Why do guys move anywhere? There are only two reasons: a job or a girl. It was a girl for me. I was on vacation up in Winter Park and met a girl. Birds were singing, trumpets were blaring, so I decided to move there. Eventually she moved away, but I stayed up there doing the ski bum thing for a while. But I don't regret it for a second. It's so nice to have four seasons now instead of ten months of summer and two of some weird winter thing like I had back in Florida. What did you do before you were a writer and how did you decide you wanted to become a writer?

I was an accountant and I always wanted to be a writer but I never had the motivation to do it. It was April about six years ago when Kurt Vonnegut died and I was online looking at all these message boards and watching TV and all everyone was talking about was Don Imus and his comments on the women's Rutgers basketball team. I was so pissed off that nobody was talking about him that I just grabbed my notebook and started to write. I wrote about thirty pages that night and I started thinking that I could actually write a book, that it was doable. And I haven't stopped since then.

So what is it about Vonnegut's writing that has influenced and captivated you the most?

It's so easy to read. It's just plain old English. He uses plain English to convey the most misunderstood things about life, like the atrocities of war or just getting up and going to work every day and how much of a struggle it is. He was the biggest inspiration for my writing because of just how easy he was to read.
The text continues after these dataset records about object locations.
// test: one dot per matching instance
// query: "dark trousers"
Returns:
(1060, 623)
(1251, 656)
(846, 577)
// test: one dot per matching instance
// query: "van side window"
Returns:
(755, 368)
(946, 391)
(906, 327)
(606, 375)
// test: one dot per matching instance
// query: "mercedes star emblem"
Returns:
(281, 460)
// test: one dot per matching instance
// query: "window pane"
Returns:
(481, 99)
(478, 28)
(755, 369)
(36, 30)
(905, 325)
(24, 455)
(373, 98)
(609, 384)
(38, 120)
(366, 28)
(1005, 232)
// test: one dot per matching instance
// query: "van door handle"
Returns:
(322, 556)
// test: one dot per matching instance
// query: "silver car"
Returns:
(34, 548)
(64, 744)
I didn't want to be a writer who uses big words just to use big words, ya know?

Have you gotten a chance to try the Wynkoop's "Kurt's Mile High Malt" that's dedicated to Vonnegut?

No, I haven't. It was a limited edition and I wanted to get a chance to try it but I just never did.
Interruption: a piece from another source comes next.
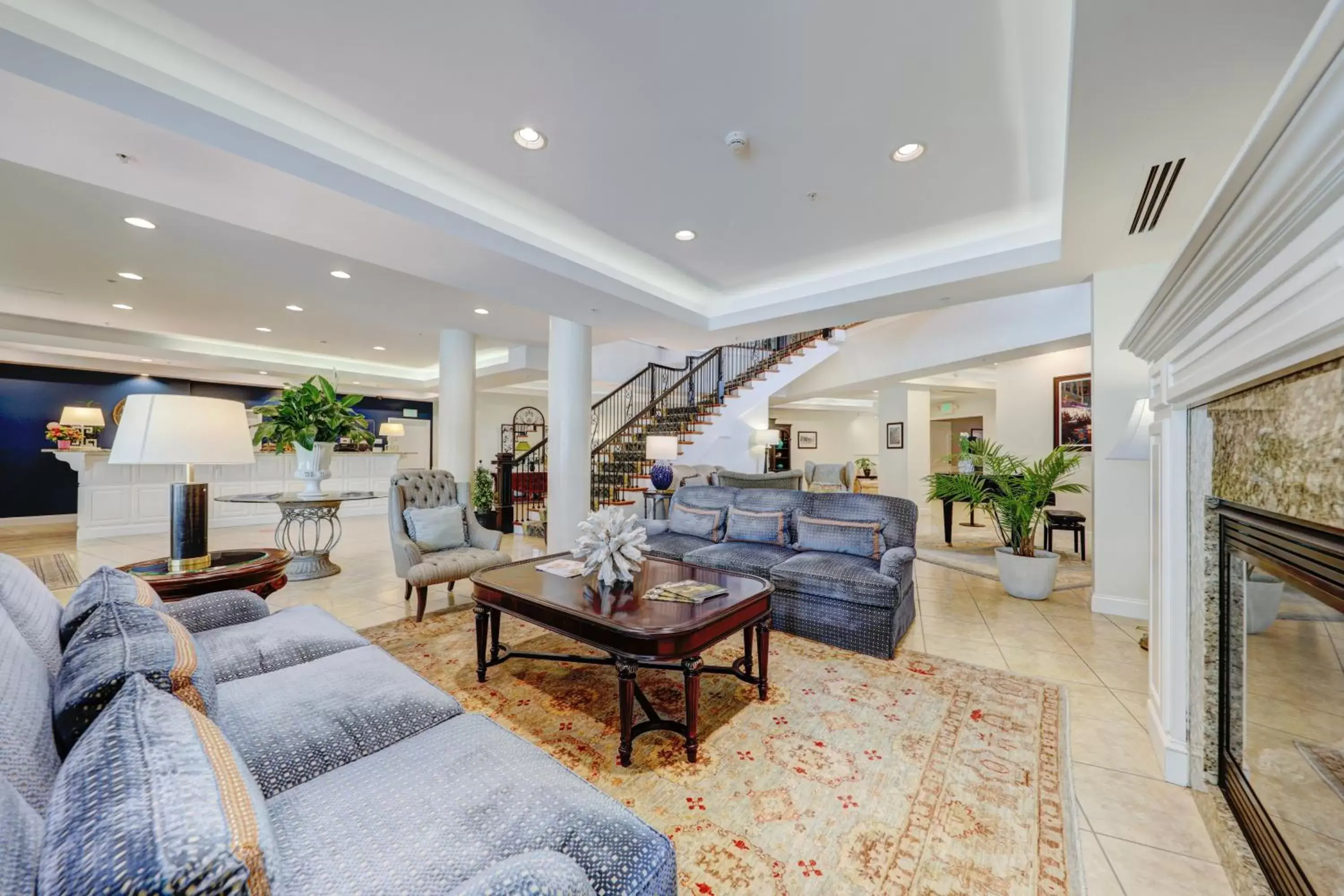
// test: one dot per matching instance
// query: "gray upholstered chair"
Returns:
(828, 477)
(426, 489)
Some of my favorite authors seem to have an unhealthy attraction to booze. I was reading your bio on Amazon and it said you spend a decent amount of time in bars. so I was wondering, what is it about writing and alcohol that makes them inseparable for some people?

[Laughs] Yeah, I'm at a bar right now, actually. But to be a writer, I think you have to be sort of fearless, which alcohol helps you with. It's a scary thing to be a writer. To write your thoughts down and have other people critique them is a pretty scary thing. When I'm at a bar writing I usually have about three to four drinks before I have to cut it off. My writing is usually decent at that point but after that it gets sloppy. But yeah, I'd say it has to do mostly with fear of some sort.

If you could give one piece of advice to aspiring novelists, what would it be?

Develop a routine. Whether it be one hour a day, one day a week -- just do it. After about a month it will start to become a routine and once you get that down, you'll be able to write a book no problem at all. It's just a matter of getting into the habit of doing it.